But when she stalks into the front office, the waiting room—whatever it’s called—she’s reminded all over again.
The grave in her gut. Carved out with an ice-cream scooper then tossed away like off meat.
Preston.
She blinks away the tears and prays that if he notices them, he thinks they’re for Carmine and only her. Sniffing, she stalks past him.
He quietly peels himself away from the wall and follows her out the front doors to the parking lot. He’s a ghost on her tail all the way to his car. Not even when she slams the passenger door shut does he speak a word.

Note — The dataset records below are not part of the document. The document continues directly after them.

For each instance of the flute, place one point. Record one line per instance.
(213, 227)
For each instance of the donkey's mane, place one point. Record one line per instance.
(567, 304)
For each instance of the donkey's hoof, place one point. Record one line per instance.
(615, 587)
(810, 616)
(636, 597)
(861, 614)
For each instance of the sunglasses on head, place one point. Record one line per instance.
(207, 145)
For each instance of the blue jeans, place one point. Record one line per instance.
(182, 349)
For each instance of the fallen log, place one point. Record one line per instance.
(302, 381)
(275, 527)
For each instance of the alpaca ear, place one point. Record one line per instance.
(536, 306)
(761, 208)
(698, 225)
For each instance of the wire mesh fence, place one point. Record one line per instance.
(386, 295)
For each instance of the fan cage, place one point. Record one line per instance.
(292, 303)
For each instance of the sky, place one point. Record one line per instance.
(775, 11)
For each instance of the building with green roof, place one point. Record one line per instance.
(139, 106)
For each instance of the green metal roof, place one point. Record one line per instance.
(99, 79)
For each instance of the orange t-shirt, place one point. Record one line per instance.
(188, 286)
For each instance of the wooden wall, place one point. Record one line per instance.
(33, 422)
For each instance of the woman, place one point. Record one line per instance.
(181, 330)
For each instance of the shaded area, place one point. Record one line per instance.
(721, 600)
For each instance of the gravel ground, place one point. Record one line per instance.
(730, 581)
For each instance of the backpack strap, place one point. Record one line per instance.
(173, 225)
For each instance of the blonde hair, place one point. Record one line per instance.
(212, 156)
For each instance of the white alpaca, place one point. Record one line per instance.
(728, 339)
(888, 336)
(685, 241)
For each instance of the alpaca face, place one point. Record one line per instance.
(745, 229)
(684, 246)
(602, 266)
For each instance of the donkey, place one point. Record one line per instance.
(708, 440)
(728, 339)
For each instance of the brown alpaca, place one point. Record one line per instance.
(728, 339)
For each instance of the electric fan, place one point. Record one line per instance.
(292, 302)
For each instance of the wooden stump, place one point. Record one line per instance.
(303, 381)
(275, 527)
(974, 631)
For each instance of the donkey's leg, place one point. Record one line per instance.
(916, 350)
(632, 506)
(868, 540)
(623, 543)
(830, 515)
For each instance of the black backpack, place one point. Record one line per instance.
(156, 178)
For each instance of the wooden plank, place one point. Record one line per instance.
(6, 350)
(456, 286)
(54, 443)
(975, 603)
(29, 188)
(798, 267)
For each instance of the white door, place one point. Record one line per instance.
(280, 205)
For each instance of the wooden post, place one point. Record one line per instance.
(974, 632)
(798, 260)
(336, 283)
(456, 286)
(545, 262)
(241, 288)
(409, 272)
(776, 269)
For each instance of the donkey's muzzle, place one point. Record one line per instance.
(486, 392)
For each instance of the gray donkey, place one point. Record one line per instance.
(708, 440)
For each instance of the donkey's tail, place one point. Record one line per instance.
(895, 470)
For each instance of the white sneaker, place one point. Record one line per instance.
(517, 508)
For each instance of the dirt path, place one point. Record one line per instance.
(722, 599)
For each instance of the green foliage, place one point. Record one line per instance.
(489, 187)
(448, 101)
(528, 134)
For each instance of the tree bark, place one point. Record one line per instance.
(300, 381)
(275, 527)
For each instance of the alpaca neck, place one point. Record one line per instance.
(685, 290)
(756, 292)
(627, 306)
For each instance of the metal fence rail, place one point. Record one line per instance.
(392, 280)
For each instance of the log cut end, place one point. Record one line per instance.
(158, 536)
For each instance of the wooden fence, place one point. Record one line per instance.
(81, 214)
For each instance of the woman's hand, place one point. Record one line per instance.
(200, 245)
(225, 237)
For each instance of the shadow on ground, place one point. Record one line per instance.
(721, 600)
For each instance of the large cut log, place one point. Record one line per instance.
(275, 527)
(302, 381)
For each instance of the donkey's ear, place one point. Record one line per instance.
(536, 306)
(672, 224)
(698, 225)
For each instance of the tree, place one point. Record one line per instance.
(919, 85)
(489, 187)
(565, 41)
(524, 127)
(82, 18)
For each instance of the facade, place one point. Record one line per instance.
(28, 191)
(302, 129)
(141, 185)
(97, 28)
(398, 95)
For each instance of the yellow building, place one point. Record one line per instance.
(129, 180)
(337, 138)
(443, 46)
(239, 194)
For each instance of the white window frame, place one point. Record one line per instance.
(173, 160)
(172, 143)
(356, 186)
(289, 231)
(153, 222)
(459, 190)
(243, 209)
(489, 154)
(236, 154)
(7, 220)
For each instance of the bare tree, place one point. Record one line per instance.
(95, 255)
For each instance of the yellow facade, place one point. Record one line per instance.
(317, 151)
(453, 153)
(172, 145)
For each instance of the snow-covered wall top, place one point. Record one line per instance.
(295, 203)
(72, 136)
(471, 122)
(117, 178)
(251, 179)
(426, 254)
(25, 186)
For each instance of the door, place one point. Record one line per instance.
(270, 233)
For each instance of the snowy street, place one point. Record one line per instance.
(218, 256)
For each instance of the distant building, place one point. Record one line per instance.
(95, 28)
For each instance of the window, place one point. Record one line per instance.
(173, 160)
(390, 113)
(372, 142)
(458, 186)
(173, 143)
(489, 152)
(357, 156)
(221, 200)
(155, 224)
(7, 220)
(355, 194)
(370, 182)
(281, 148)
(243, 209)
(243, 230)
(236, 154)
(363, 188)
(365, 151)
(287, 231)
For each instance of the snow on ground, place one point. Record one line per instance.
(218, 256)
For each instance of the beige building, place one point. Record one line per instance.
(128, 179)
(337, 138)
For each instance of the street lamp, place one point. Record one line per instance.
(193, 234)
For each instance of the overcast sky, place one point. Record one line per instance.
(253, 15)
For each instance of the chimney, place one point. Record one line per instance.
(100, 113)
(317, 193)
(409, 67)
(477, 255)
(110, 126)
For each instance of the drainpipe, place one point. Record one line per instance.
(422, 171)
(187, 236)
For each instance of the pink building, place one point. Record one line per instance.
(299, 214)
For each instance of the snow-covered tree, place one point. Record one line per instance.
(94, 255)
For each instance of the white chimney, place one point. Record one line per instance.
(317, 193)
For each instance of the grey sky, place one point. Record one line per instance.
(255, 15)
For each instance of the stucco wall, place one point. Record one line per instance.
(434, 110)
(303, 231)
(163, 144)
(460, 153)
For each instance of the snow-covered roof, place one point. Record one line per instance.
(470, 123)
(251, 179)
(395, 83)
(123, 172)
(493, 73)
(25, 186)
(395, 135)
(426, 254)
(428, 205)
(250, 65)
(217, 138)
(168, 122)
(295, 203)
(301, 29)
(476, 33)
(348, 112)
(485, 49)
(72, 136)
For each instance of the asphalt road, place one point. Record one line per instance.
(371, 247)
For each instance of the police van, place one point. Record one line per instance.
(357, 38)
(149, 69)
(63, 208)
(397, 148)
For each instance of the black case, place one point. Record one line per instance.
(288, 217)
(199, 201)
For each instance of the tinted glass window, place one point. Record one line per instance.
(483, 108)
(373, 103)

And that usually riles him up.
Instead, he’s calm as he starts up the engine and rolls out of the parking lot. All he says is, “I’m bringing you home—with me.”
She doesn’t argue.
Not with wat happened at Grace’s. She doesn’t want to be alone in that trailer. And maybe—just maybe… she wants to be with him tonight.
4
First thing Billie does at Preston’s is head straight for his room. It’s late, just an hour or two from sunrise actually, so the house (or mansion, as she thinks of it) is asleep, minus some early rising servants. A maid and a footman.
Preston follows her upstairs, and she’s relieved to find exactly what she needs on the nightstand as though it was waiting for her. It’s not the glass of water, the Aspirin, the sandwich he clearly had made for her, or even his sweatpants and t-shirt laid out for her to change into.
No, it’s the bottle—that thick-glassed, smokey looking beauty of a beast—that has her suddenly rushing across the enormous room. She scrambles over the bed and snatches the vodka before Preston can even lock the door behind him.
He says nothing. His silence says enough.
But as she’s drinking the vodka like fresh water to a dying desert man, she hears the bathroom light flick on, then the sudden stream of shower water.
She lowers the bottle to her lap. A smear of vodka has glossed her chewed lips, and she just… stares. Stares blankly ahead at the wall opposite, where the bookshelf spans on for too long and is full of books whose titles she doesn’t even recognize.
“Billie.” Preston speaks her name softly. There are so many meanings behind that one gentle word.Comeis the one she hears.
She doesn’t budge.
She stays sitting on her folded legs at the edge of the bed, staring at rows of old tomes with peeling leather and some without lettering on the spines.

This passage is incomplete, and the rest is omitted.